This article explains how we measure the performance of our AI Employees. The primary metric is called Agent Success, which evaluates whether an AI Employee's interaction with a user was successful from a business perspective.
Success codes
Code | Value | Description |
Yes-A | 1 | Ideal Scenario: The agent successfully completed its primary task without any issues. |
Yes-B | 1 | Fallback Success: The agent encountered a problem but successfully used a backup plan to save the customer lead. |
No | 0 | Failure: The agent failed due to a technical or logical error, resulting in a lost opportunity. |
Example scenarios
Agent Success = "Yes-A": This status is automatically assigned when the AI Employee handles the entire interaction according to its main script, without errors or deviations. The final outcome of the user's decision (e.g., whether they made a purchase or not) does not matter, as long as the AI flawlessly did its job.
Example: A customer wants to book an appointment. The agent gathers the necessary information and successfully sends an SMS with the appointment link. The agent's task is complete.
Agent Success = "Yes-B": This status is assigned when the AI Employee starts on the main script but runs into an issue. However, it successfully switches to a "fallback" procedure to ensure the business does not lose the customer (the lead is "saved").
Example 1: An agent tries to send an appointment link via SMS, but the customer never receives it. Instead of ending the call, the AI transfers the customer to a human colleague or manually collects their information to be passed to a manager.
Example 2: A customer asks for an appointment on Monday, and the AI mistakenly says the day is unavailable. The AI then corrects itself by offering Tuesday, and the customer agrees and books the appointment.
Example 3: The AI confirms an appointment, but an API error prevents it from being saved in the CRM system. The agent then automatically sends an apology SMS to the customer and emails the business managers about the failure, allowing them to manually book it and save the customer.
Agent Success = "No": This status is assigned when a technical or logical failure occurs that the AI Employee cannot recover from, leading to a potential loss of revenue.
Example 1: A customer wants to book an appointment on Monday. The AI incorrectly states that Monday is a non-working day and ends the conversation without offering an alternative.
Example 2: The AI successfully agrees on an appointment time with a customer and says, "Your appointment is booked," before hanging up. However, an API error occurs, and the appointment is never actually created, leading to a lost opportunity.

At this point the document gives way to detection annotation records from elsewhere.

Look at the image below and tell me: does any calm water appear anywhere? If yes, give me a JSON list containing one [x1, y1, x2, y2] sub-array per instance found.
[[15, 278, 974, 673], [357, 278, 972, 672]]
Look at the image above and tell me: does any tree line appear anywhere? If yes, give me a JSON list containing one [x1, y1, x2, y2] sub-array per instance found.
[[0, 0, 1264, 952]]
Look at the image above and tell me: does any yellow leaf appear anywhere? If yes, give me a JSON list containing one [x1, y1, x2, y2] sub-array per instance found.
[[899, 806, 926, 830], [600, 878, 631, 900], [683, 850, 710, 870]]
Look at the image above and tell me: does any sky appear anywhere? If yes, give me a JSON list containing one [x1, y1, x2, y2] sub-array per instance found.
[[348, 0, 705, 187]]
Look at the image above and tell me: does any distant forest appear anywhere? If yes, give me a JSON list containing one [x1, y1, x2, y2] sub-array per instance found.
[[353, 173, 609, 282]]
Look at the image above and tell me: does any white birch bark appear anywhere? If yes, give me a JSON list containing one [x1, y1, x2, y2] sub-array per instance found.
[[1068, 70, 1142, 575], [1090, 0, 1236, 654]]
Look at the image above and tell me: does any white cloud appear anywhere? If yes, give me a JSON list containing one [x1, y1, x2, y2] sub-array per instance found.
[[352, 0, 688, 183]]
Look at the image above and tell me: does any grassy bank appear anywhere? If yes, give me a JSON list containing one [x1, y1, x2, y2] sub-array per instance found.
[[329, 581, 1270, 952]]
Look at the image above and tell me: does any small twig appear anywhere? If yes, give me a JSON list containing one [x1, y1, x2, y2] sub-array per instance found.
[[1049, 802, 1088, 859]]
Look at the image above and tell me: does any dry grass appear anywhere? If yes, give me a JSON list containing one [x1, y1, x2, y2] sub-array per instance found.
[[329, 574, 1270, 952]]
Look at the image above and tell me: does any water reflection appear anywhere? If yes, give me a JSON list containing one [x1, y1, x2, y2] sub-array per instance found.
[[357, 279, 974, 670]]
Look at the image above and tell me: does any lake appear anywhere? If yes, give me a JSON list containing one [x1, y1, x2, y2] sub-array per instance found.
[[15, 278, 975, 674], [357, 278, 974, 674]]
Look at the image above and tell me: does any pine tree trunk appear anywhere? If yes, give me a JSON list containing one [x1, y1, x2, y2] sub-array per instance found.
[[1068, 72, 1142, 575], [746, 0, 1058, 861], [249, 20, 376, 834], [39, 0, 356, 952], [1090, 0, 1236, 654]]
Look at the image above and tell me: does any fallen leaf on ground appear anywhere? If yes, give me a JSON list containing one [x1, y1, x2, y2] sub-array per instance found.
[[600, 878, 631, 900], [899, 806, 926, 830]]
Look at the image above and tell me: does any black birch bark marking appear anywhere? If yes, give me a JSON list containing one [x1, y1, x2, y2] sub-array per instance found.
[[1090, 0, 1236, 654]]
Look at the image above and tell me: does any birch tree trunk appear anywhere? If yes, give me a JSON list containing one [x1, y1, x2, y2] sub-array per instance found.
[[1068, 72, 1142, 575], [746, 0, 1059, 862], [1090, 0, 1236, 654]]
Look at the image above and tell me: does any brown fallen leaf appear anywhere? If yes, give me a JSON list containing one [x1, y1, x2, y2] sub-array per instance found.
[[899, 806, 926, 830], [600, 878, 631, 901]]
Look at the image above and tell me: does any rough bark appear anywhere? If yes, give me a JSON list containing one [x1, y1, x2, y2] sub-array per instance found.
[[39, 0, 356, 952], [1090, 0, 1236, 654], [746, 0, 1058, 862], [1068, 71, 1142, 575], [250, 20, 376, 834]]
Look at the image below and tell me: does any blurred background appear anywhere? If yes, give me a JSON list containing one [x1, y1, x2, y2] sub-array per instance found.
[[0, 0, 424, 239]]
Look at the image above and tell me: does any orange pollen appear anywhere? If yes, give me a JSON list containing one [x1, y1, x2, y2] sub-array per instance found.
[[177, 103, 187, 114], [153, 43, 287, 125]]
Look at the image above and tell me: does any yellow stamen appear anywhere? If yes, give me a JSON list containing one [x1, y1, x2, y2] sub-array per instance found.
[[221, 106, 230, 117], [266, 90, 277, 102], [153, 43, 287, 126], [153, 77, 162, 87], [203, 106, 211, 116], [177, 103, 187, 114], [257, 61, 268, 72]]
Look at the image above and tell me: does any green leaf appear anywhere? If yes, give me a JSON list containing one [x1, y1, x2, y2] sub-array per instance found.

Automated vs. Human Assessment
The evaluation process involves both AI and human oversight to ensure accuracy.
Agent Success (Auto Assessment): An AI system automatically analyzes each session and assigns an
Agent Success
status (Yes-A
,Yes-B
, orNo
).Agent Success (Human Assessment): A human assessor can review any session. If they disagree with the AI's automatic assessment, they can override it by setting a different
Agent Success
status.